We know this! These are the most important words in epistle lesson from First John today: “We know that we abide in him.” Right there in your lesson insert; find those words and read them with me . . . “We know that we abide in him.” Again – “We know that we abide in him.” One more time – “We know that we abide in him.” With feeling! “We KNOW that we abide in him.”

We know that we abide in him. We know that we are loved by God, and so we also must love.

The most important words in the reading from the Book of Acts today are right at the beginning lesson: “An angel of the Lord said to Philip, ‘Get up and go’.” All the rest there, that story about the Ethiopian Eunuch, that’s just an example; it’s window dressing. The important words are “Get up and go!” Can you say those words with me? “Get up and go!” I want you to turn to the person next to you; I want you to be an angel to that person; I want you to say to that person, “Get up and go!” Go on, now! Say to that person next to you, “Get up and go!”

Get up and go! God’s love, our love must send us out, out of the church, out of our comfort zone, into the uncomfortable and unlovable circumstances around us. We must get up and go into places where love is absent; we must get up and go to people to whom love is simply unknown. To abide in Jesus, to be loved by God is to be given a mission, a mission to get up and go with what we know to those who cannot accept it, to the destitute, the broken, the lost, the hopeless; a mission to get up and go, not to tell them what we know, but to show them what we know, through our lives and by our actions. That is how and when we will bear fruit; that is how and when we will grow.

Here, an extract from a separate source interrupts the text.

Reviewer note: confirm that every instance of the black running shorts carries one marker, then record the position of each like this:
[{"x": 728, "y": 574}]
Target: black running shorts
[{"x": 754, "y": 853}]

Not merely to know that we abide in him, but to show that we abide in him!

We know … so get up and go … and show. Know, go, show! That is how we shall bear fruit and grow.

Let us pray:

Heavenly Father, you know our world is broken, sinful, and shameful, filled with hate and with pain. Because of that brokenness and pain Brenda, and Mary-Marguerite, and Douglas died. Because of that brokenness and pain your Son our Savior Jesus Christ died. But in him you showed us that your love and your life know no bounds, are held back by no obstacles, not even death. Give us the faith to know that we abide in him, the faith to get up and go, the faith to show love even to the least lovable of people, in the least lovable of places, at the least lovable of times; Lord, give us the faith to know, to go, and to show, that we may bear fruit and grow, through Jesus Christ our Lord. Amen.

2 Comments

  1. Jana Arkell

    Really enjoyed reading your message! Working lately on the “go”. Miss our “talks” from long ago.

  2. eric

    Thanks, Jana. Hope you are well!